Muhammara
Muhammara is a vibrant and flavorful Turkish dip made from roasted red peppers and walnuts, perfect for a hearty vegan breakfast. Its rich texture and smoky taste make it a delightful spread for bread or a dip for fresh vegetables.

20 minutes
Difficulty: Easy
Turkish
320 kcal
Ingredients
- Roasted red bell peppers - 200 grams
- Walnuts - 100 grams
- Bread crumbs - 50 grams
- Garlic - 1 clove
- Olive oil - 2 tablespoons
- Pomegranate molasses - 1 tablespoon
- Cumin - 1 teaspoon
- Salt - 1/2 teaspoon
- Lemon juice - 1 tablespoon
- Fresh parsley - for garnish
Steps
- Preheat your oven to 200°C (400°F).
- Place the walnuts on a baking sheet and toast in the oven for about 8-10 minutes until golden brown, stirring halfway through.
- While the walnuts are toasting, roast the red bell peppers over an open flame or under a broiler until charred on all sides. Place them in a bowl and cover with plastic wrap to steam for 10 minutes.

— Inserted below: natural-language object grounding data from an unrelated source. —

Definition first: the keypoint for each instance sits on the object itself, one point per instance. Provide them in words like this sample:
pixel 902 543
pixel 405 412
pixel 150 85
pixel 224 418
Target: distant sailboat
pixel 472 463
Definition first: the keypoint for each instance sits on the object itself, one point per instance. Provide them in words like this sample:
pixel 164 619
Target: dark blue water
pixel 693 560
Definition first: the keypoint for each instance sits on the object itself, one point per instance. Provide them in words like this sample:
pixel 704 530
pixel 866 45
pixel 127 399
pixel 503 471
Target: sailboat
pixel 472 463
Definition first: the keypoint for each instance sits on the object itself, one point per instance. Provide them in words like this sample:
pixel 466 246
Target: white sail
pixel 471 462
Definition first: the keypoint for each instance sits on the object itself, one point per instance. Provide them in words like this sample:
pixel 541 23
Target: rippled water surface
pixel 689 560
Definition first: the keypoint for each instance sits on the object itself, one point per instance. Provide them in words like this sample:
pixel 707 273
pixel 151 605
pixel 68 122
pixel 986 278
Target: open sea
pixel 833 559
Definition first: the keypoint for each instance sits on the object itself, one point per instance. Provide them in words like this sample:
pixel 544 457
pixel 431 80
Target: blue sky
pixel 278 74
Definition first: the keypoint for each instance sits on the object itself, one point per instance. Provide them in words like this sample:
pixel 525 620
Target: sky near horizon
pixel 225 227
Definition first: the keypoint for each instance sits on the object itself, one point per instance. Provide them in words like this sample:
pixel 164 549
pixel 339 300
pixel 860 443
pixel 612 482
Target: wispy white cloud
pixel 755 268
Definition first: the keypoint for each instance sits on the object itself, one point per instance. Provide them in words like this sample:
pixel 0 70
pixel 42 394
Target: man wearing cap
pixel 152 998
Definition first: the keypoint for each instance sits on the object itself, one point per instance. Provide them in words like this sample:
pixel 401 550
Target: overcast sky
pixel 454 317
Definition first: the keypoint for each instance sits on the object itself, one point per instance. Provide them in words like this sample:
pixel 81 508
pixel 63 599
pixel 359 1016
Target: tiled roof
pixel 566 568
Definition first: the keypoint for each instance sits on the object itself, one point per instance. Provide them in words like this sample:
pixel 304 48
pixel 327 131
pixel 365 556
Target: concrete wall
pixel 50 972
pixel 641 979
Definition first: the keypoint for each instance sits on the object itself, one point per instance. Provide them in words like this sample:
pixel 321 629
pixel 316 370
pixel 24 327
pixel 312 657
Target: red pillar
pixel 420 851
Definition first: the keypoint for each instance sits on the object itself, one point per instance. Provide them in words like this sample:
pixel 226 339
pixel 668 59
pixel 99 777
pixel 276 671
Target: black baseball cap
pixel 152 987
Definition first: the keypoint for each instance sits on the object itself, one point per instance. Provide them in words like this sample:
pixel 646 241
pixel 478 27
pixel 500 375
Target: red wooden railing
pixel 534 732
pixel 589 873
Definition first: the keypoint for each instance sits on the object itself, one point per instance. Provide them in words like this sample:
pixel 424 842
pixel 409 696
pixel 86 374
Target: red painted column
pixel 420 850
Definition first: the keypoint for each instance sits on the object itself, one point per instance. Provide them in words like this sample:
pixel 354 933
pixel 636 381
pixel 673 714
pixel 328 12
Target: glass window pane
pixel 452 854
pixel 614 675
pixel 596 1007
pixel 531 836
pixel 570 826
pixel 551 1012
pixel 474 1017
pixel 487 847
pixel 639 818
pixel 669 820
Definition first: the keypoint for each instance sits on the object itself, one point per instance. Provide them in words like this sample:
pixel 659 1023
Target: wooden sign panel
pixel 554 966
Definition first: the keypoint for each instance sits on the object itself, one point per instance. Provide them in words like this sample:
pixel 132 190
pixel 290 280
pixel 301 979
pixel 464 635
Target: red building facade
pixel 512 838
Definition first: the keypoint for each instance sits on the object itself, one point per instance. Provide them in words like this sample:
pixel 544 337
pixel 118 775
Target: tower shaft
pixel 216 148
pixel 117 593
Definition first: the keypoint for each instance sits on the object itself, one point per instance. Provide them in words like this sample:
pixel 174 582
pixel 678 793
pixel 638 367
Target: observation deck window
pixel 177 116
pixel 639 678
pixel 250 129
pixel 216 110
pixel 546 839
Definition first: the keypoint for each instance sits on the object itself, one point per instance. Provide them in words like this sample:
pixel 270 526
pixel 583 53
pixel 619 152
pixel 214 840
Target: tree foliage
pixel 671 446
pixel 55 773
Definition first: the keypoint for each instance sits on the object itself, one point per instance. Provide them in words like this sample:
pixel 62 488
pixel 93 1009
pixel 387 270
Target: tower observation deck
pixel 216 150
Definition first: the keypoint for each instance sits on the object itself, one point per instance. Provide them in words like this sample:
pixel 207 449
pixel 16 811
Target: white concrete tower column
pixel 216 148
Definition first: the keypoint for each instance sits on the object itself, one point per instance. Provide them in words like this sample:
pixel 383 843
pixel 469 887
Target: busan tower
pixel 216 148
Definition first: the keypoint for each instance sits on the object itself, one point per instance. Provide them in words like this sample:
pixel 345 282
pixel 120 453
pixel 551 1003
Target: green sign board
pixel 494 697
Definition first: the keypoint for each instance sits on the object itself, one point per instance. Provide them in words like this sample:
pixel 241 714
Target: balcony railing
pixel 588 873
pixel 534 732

- Once cooled, peel the skins off the peppers and remove the seeds.
- In a food processor, combine the roasted red peppers, toasted walnuts, bread crumbs, garlic, olive oil, pomegranate molasses, cumin, salt, and lemon juice. Blend until smooth and creamy.
- Taste and adjust seasoning if necessary. If the mixture is too thick, add a little water to achieve desired consistency.
- Transfer the Muhammara to a serving dish and garnish with fresh parsley. Serve with pita bread, fresh vegetables, or as part of a larger breakfast spread.
Nutrition
- Calories: 320
- Protein: 8 g
- Carbs: 15 g
- Fiber: 4 g
- Sugar: 2 g
- Sodium: 150 mg
- Cholesterol: 0 mg
- Total Fat: 28 g
- Saturated Fat: 3 g
- Unsaturated Fat: 25 g
- Water: 0.05 L
Health Benefits
- Rich in healthy fats from walnuts, promoting heart health.
- High in antioxidants from red peppers, supporting immune function.